PhD Proposal: [Postponed] Aligning and Evaluating Artificial Intelligence with Human Expertise

Talk
Feng Gu
Time: 
02.04.2026 12:00 to 12:30
Location: 

Evaluation drives AI: models prioritize benchmarking scores and benchmarks orient system development. However, the current evaluation paradigm is flawed. These benchmarks, which function as static "tests," lack ecological and construct validity. They reward systems that excel at pattern matching rather than those that master the dynamic "game" of language in realistic environments. Consequently, while Large Language Models achieve superhuman scores, they fail to deliver corresponding utility in high-stakes, domain-specific tasks.
This proposal provides empirical evidence for this gap and argues for a paradigm shift.We first present a case study showing that state-of-the-art Large Language Models fail to match expert-level agreement in a specialized annotation task.
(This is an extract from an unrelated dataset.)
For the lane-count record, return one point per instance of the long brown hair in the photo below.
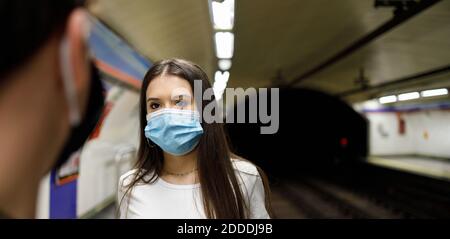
(222, 197)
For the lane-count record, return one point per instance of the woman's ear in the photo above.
(77, 35)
More critically, we show that even when an AI agent achieves superhuman performance in a complex Language Game like Diplomacy, it fails to be helpful to human experts. This reveals a core misalignment in modern AI evaluation: that a model can win does not mean it is useful.
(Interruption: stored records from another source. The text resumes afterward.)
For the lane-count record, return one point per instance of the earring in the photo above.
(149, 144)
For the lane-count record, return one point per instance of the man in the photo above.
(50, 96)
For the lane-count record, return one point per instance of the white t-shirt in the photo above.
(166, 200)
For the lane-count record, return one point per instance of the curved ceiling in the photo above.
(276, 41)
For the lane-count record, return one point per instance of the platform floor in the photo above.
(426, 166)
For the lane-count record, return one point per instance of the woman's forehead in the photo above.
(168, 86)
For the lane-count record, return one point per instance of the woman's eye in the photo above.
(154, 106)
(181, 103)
To address this, we propose a new evaluation framework centered on Language Games---grounded, interactive, and goal-oriented environments that demand robust and adaptive language use. However, as our Diplomacy findings show, simply using a new testbed is insufficient. We must also develop new methods to close the critical gap between performance and helpfulness.
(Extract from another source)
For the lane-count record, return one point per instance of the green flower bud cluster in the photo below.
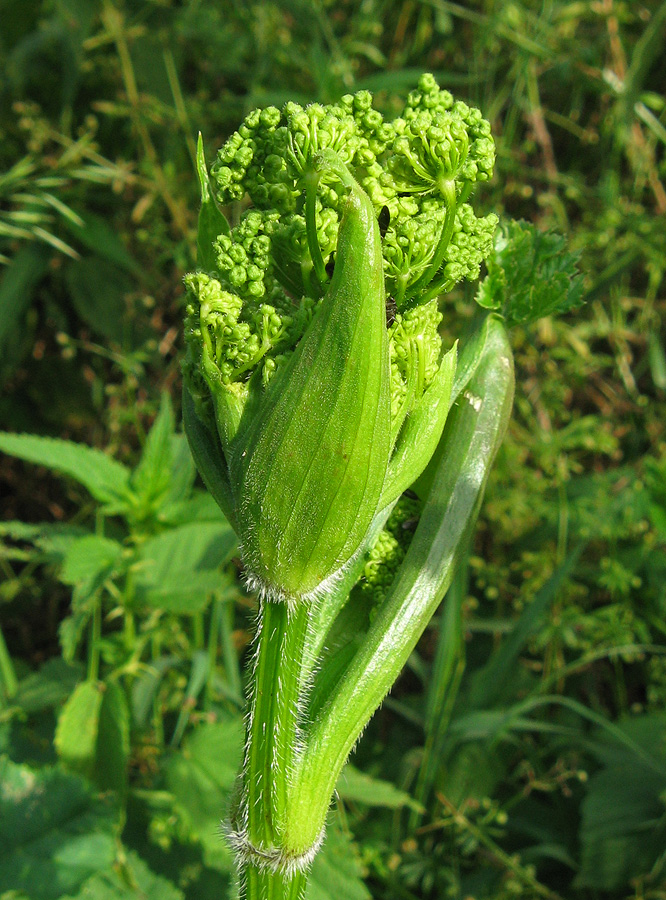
(414, 353)
(388, 552)
(345, 207)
This proposal outlines two such methods. First, to address the ``win vs. help'' gap, we propose a new training methodology in Diplomacy that aligns a model's policy with expert macro-intentions, rather than a generally optimal strategy. Second, we test the generalizability of this alignment principle by proposing a model for a traditional question answering task that learns to personalize its advice to individual user preferences and cognitive styles. By developing and evaluating AI in environments that reward dynamic, expert-aligned helpfulness, we aim to advance the development of truly human-centered AI.